Now, It’s Available In Over 40 States

E-40 received his first order from his hometown of Vallejo, CA. He went from selling single bottles and cases to filling up a truckload with over 600 cases. With sales and consumer interests climbing, E-40 recognized he would become a disrupter in the space. Now, nearly ten years later, he has continued to strengthen his brand by launching new product offerings, including the “cali-mocho” red wine and cola, prosecco rose, and sparkling wines in flavors of blueberry, strawberry, and orangesicle, among others.

Courtesy of E-40

Just last year, E-40 also secured a multi-state distribution agreement with Southern Glazer’s Wine & Spirits. Now, his spirit brand can be found across 41 U.S. states.

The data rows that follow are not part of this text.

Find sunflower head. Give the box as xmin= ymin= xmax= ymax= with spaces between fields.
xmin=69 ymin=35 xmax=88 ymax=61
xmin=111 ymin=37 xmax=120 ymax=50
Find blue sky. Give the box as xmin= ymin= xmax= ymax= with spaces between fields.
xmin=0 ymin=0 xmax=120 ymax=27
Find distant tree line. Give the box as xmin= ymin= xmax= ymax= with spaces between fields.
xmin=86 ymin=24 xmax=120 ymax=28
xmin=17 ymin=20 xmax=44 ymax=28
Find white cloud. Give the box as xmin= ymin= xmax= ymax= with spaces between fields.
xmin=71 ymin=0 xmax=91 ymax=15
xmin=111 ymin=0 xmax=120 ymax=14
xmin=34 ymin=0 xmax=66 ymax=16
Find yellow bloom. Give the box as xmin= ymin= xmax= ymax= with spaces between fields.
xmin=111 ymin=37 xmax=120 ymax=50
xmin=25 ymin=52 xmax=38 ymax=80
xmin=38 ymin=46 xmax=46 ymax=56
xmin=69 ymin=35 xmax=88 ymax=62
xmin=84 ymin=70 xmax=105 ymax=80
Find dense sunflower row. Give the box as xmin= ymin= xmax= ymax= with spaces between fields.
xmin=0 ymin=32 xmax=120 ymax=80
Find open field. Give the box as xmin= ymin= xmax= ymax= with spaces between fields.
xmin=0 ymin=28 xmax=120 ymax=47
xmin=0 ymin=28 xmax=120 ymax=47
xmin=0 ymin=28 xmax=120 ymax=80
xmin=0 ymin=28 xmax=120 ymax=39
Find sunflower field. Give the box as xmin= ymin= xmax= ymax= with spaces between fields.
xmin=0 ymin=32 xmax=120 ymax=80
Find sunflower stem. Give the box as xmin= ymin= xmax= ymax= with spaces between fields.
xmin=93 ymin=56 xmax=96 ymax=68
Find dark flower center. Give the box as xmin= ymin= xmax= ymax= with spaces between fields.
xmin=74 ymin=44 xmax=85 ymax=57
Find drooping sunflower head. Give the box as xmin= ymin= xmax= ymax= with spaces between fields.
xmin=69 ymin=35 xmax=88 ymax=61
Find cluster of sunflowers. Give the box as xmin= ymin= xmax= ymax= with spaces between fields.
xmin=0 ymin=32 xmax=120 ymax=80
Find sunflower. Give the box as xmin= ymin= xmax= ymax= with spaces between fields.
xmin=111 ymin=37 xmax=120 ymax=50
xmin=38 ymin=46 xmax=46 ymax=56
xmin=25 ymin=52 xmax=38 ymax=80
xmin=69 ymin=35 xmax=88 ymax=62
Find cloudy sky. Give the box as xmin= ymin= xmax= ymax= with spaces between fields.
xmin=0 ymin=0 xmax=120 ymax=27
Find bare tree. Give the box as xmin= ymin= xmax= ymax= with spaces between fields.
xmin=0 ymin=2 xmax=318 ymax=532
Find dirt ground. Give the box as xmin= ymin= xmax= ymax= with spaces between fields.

“Rome wasn’t built in a day. The proof is in the juice,” E-40 said. “And I’m nine years into this and I’m thankful it’s been successful. It’s been lucrative. It’s an arena that fits me. I always tell people — same hustle, different product. It’s the same hustle as my independent career with rap. I was one of the first independent CEOs/rappers that invested in himself and took it to other heights. So, I’m very grateful.”

“The Epitome Of Black-Owned Business”

And, he was simply stating a fact.

When Earl Stevens Selections hit the ground running, E-40 was 100 percent involved and had 100 percent ownership of his company. He hopes to be a blueprint for the current and new generation to be reminded this is the standard.

“I’m there from start to finish from the beginning to the end. That’s why I always try to be an inspiration to the new and old generation to show, ‘Hey man, this is a route you could take,” he said. “It doesn’t have to be my route, but you could take whatever route you good at. I wanna show that there is a way, you just gotta apply your time to it.”

He continued: “A lot of times people apply their time to the wrong thing and end up hustling backward. So, my whole thing is to put out quality products. Make sure that I’m 100 percent involved. I have 100 percent ownership, that’s very important. When they say Black-owned, I’m the epitome of Black-owned business. I am the vendor of record. I write the checks. I do it all.”